Auch Edmund Stoiber zeigt sich „entrüstet“ über die Berichterstattung und steht zu seinem „politischen Alpha-Tier“ Seehofer – Alpha-Tiere tendieren eben dazu, sich fortzupflanzen, und sei es außerehelich. Mögen CSU-Politiker sich auch noch so sehr gegen eine gesellschaftspolitische Modernisierung stemmen, am Ende profitieren auch sie von dieser Entwicklung.

Das journalistische Tontauben-Schießen mit sexueller Munition ist nicht mehr tödlich, sondern allenfalls geeignet, den Bedarf an lustvollem Tratsch zu bedienen. Die Sau, die zuletzt durchs Dorf gejagt wurde, der EU-Kommissar Günter Verheugen, ist jedenfalls noch in Amt und Würden. Die wahrscheinlich aus Kreisen missgünstiger EU-Bürokraten an die Öffentlichkeit lancierte Information über ein Verhältnis Verheugens zu seiner jetzigen Kabinettschefin Petra Erler war als Abreibung gedacht. Zurück bleibt ein Verheugen, der nicht mehr ganz so langweilig wirkt wie früher.

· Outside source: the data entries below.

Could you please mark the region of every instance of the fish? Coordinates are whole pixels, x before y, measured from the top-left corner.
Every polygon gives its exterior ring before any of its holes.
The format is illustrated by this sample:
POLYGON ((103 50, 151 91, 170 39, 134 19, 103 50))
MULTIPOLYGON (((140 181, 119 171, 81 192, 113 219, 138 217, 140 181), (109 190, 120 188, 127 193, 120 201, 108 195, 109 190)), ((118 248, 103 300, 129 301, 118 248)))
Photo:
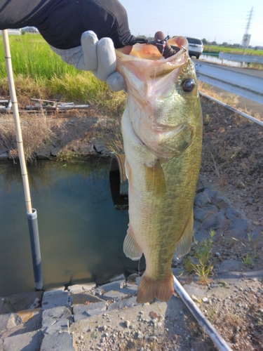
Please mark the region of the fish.
POLYGON ((116 51, 127 98, 121 119, 128 180, 129 223, 123 251, 142 253, 146 268, 137 302, 168 301, 174 293, 171 263, 191 249, 193 206, 201 166, 202 112, 194 65, 185 38, 164 58, 154 45, 116 51))

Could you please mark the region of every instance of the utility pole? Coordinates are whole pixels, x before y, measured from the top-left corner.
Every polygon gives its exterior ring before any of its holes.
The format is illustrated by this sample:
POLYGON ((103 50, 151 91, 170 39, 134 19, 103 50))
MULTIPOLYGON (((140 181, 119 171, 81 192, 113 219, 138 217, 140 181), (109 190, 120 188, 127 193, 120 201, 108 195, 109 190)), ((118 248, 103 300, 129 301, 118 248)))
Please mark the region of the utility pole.
POLYGON ((249 32, 249 29, 250 29, 251 20, 252 20, 252 16, 253 15, 253 12, 254 12, 254 11, 253 11, 253 7, 252 7, 251 8, 251 10, 248 12, 248 15, 247 16, 248 22, 247 22, 247 25, 245 27, 244 35, 243 36, 243 41, 242 41, 242 45, 244 47, 244 50, 243 51, 243 55, 244 55, 245 51, 246 48, 248 46, 249 42, 250 41, 251 35, 248 34, 248 32, 249 32))

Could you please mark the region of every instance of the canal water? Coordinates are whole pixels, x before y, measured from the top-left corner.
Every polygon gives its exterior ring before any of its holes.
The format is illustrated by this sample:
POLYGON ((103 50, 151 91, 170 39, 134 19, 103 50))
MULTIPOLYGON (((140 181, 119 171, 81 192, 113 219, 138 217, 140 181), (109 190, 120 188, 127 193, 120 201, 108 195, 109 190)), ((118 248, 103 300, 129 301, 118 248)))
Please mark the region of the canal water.
MULTIPOLYGON (((109 160, 37 161, 28 167, 37 211, 44 288, 79 282, 102 284, 137 272, 123 242, 127 206, 116 209, 109 160)), ((143 269, 142 260, 140 268, 143 269)), ((0 164, 0 296, 34 290, 33 270, 19 164, 0 164)))

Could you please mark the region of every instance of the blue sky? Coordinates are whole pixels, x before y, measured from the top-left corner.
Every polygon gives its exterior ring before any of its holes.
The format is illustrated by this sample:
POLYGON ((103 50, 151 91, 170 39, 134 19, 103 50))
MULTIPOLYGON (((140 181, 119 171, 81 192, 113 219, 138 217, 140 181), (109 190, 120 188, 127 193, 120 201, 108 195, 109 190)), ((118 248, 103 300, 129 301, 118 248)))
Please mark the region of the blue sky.
POLYGON ((221 44, 242 41, 249 11, 250 45, 263 46, 263 0, 119 0, 126 8, 133 35, 205 38, 221 44))

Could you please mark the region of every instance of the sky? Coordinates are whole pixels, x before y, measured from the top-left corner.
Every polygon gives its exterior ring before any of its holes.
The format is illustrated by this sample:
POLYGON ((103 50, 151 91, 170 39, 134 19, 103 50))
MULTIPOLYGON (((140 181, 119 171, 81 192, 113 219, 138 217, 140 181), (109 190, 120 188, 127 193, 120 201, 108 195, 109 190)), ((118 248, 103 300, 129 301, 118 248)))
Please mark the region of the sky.
POLYGON ((263 0, 119 0, 127 11, 132 34, 205 38, 241 44, 253 7, 250 44, 263 46, 263 0))

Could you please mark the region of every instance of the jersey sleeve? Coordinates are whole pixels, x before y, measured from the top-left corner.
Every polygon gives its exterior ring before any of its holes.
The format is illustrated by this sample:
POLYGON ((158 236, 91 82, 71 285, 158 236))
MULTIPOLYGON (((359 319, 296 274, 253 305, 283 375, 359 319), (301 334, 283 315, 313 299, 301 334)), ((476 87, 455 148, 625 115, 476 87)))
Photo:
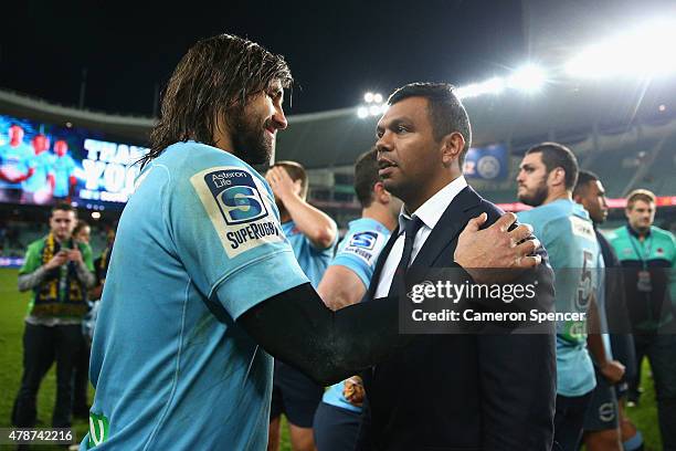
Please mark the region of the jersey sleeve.
POLYGON ((341 265, 352 271, 365 286, 369 286, 380 251, 387 237, 373 230, 349 232, 336 253, 331 265, 341 265))
POLYGON ((196 285, 236 319, 308 280, 282 232, 267 183, 249 167, 224 162, 169 183, 165 217, 196 285))

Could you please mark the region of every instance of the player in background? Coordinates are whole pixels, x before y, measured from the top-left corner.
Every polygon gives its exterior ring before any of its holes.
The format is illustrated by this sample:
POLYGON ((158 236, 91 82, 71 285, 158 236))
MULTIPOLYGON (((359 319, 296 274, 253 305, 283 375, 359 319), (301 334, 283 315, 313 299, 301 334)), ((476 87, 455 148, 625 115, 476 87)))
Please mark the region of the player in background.
POLYGON ((578 179, 578 161, 564 146, 542 143, 526 151, 517 176, 518 198, 536 207, 518 213, 521 222, 535 229, 535 235, 549 253, 556 273, 558 312, 588 312, 588 319, 557 325, 557 411, 554 442, 563 451, 577 451, 584 415, 596 381, 594 354, 601 374, 611 382, 620 380, 624 367, 608 358, 599 335, 600 322, 594 298, 599 297, 600 269, 603 261, 589 213, 572 201, 578 179))
POLYGON ((608 335, 604 334, 604 339, 606 339, 604 344, 608 354, 625 367, 623 379, 615 386, 610 385, 609 380, 595 368, 596 388, 584 419, 584 445, 590 451, 622 450, 622 442, 634 434, 626 432, 623 437, 620 431, 619 420, 622 420, 625 426, 623 429, 626 429, 626 422, 629 421, 629 419, 623 418, 620 399, 626 392, 626 378, 632 377, 635 373, 636 364, 634 361, 634 340, 630 334, 624 297, 624 279, 619 270, 621 268, 620 261, 610 242, 599 231, 599 226, 608 217, 605 189, 599 176, 587 170, 580 170, 573 190, 573 200, 584 207, 594 223, 594 233, 605 266, 605 277, 603 280, 605 308, 601 308, 601 305, 599 305, 602 323, 606 324, 604 328, 610 332, 608 335))
MULTIPOLYGON (((384 189, 378 177, 377 154, 373 148, 357 159, 355 192, 362 208, 361 218, 349 223, 317 290, 331 310, 361 301, 371 283, 378 255, 397 227, 402 202, 384 189)), ((338 382, 324 392, 314 421, 315 443, 319 451, 355 449, 363 396, 363 382, 359 376, 338 382)))
MULTIPOLYGON (((275 195, 282 231, 294 249, 300 269, 316 289, 334 256, 338 237, 336 222, 307 203, 308 179, 300 164, 277 161, 265 178, 275 195)), ((275 360, 268 450, 279 448, 282 413, 288 420, 293 449, 315 449, 313 418, 323 394, 323 386, 297 369, 275 360)))
POLYGON ((641 361, 647 357, 655 381, 663 449, 676 450, 676 240, 670 232, 653 224, 653 192, 645 189, 630 192, 625 214, 627 224, 608 239, 624 269, 634 333, 637 368, 630 390, 637 390, 641 361))

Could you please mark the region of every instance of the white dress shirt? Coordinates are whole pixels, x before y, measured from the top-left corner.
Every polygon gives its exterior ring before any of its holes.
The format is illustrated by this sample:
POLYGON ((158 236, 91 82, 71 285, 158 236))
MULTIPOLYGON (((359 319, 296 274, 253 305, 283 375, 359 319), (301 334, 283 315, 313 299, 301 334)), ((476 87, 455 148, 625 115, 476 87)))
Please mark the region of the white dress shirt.
MULTIPOLYGON (((432 233, 432 229, 436 226, 442 214, 453 199, 467 186, 467 180, 465 177, 460 176, 439 191, 430 199, 425 201, 418 210, 413 212, 414 217, 420 218, 423 222, 421 228, 418 230, 415 234, 415 239, 413 240, 413 251, 411 252, 411 263, 415 260, 418 252, 422 249, 423 244, 432 233)), ((388 260, 385 260, 384 265, 382 266, 382 271, 380 273, 380 280, 378 281, 378 287, 376 289, 376 294, 373 298, 387 297, 390 292, 390 285, 392 284, 392 277, 394 276, 394 271, 397 271, 397 266, 399 265, 399 261, 401 260, 401 254, 403 253, 403 244, 404 244, 404 223, 402 217, 409 216, 405 213, 404 208, 401 208, 401 213, 399 213, 399 235, 397 237, 397 241, 392 249, 390 250, 390 254, 388 255, 388 260)), ((409 263, 409 265, 411 265, 409 263)), ((451 264, 451 262, 448 262, 451 264)))

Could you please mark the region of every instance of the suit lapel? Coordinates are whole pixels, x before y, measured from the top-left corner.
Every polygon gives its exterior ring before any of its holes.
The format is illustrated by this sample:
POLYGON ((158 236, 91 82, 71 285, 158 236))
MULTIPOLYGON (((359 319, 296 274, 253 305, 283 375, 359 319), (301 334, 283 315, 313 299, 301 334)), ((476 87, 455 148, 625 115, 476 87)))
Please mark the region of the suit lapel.
MULTIPOLYGON (((464 188, 453 199, 439 222, 427 237, 411 266, 432 268, 439 255, 453 242, 472 219, 469 211, 482 202, 482 198, 472 187, 464 188)), ((446 266, 452 262, 446 262, 446 266)))

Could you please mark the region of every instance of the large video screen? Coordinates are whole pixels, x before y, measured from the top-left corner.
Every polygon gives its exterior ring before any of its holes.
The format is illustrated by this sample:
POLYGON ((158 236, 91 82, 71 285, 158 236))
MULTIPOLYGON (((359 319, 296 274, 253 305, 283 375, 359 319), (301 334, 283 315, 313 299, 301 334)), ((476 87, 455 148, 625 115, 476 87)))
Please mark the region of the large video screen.
POLYGON ((122 208, 147 151, 93 130, 0 115, 0 202, 122 208))

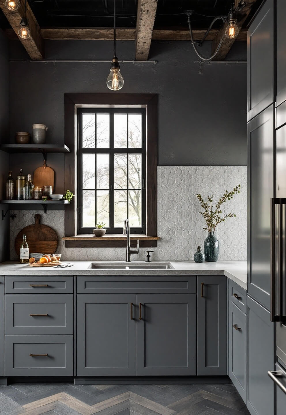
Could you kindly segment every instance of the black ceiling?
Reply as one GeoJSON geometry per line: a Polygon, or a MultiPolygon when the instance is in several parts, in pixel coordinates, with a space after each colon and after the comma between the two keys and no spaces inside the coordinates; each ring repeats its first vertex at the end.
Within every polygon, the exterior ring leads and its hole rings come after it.
{"type": "MultiPolygon", "coordinates": [[[[20,0],[24,1],[24,0],[20,0]]],[[[135,27],[137,0],[116,0],[116,26],[135,27]]],[[[207,28],[215,16],[227,15],[233,0],[158,0],[154,28],[186,28],[186,10],[193,10],[195,28],[207,28]]],[[[114,0],[28,0],[41,27],[108,27],[113,24],[114,0]]],[[[261,4],[257,0],[253,12],[261,4]]],[[[246,24],[253,15],[252,12],[246,24]]],[[[0,25],[9,27],[1,12],[0,25]]],[[[218,22],[220,27],[221,22],[218,22]]]]}

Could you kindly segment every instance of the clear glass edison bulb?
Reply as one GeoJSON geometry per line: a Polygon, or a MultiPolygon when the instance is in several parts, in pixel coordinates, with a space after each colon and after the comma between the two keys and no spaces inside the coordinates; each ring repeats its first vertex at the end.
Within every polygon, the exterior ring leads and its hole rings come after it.
{"type": "Polygon", "coordinates": [[[124,80],[118,68],[112,68],[106,80],[106,85],[112,91],[117,91],[123,86],[124,80]]]}
{"type": "Polygon", "coordinates": [[[18,34],[22,39],[27,39],[30,37],[31,32],[27,26],[25,24],[21,24],[18,31],[18,34]]]}
{"type": "Polygon", "coordinates": [[[6,0],[5,6],[8,10],[17,10],[20,7],[20,2],[19,0],[6,0]]]}
{"type": "Polygon", "coordinates": [[[238,27],[234,22],[230,22],[225,29],[225,36],[229,39],[234,39],[238,34],[238,27]]]}

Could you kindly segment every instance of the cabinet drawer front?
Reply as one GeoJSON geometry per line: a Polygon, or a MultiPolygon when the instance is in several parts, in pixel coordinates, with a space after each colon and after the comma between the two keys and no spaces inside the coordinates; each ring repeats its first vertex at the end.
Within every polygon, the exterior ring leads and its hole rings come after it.
{"type": "Polygon", "coordinates": [[[72,336],[5,336],[4,376],[72,376],[73,349],[72,336]]]}
{"type": "Polygon", "coordinates": [[[228,374],[246,402],[246,315],[229,303],[228,374]]]}
{"type": "Polygon", "coordinates": [[[73,292],[73,277],[55,276],[5,277],[5,294],[65,294],[73,292]]]}
{"type": "Polygon", "coordinates": [[[196,293],[195,276],[78,276],[78,293],[196,293]]]}
{"type": "Polygon", "coordinates": [[[72,334],[73,303],[71,294],[5,295],[5,334],[72,334]]]}
{"type": "Polygon", "coordinates": [[[228,297],[234,304],[246,313],[246,291],[230,280],[229,283],[228,297]]]}

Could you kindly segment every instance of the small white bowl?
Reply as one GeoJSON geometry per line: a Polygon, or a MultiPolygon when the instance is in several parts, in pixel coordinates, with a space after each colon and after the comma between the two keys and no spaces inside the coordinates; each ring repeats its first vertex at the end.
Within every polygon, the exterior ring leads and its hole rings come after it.
{"type": "Polygon", "coordinates": [[[64,195],[50,195],[51,199],[52,199],[54,200],[59,200],[60,199],[61,199],[63,197],[64,195]]]}

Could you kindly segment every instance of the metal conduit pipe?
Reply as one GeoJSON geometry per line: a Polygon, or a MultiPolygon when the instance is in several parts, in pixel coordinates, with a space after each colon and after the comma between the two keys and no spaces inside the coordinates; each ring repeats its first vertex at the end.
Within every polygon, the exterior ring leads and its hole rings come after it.
{"type": "MultiPolygon", "coordinates": [[[[10,62],[38,62],[44,63],[110,63],[111,61],[110,60],[98,60],[94,59],[46,59],[43,61],[32,61],[31,59],[24,60],[17,59],[10,59],[10,62]]],[[[156,65],[157,61],[119,61],[120,63],[153,63],[156,65]]]]}

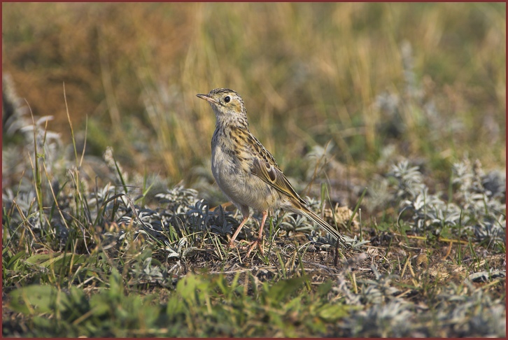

Auch der Klassiker der sexuellen Denunziation, ein Outing des politischen Gegners als Homosexueller, funktioniert nicht mehr, zumindest in Deutschland nicht. Der Berliner Bürgermeister Klaus Wowereit kam einer angekündigten „Schmutzkampagne“ der Boulevardmedien mit seinem „Ich bin schwul und das ist gut so“ zuvor. Auch der Hamburger Bürgermeisterkollege Ole von Beust hat den Erpressungsversuch seines Exsenators Schill gut bis sehr gut überstanden – das eigentliche Outing übernahm sein inzwischen verstorbener Vater in einem Zeitungsinterview.

Den BürgerInnen bleibt am Ende mal wieder nur der traurige Gemeinplatz, dass es sich bei der Politik um ein „schmutziges Geschäft“ handele – das immer guten Gesprächsstoff garantiert.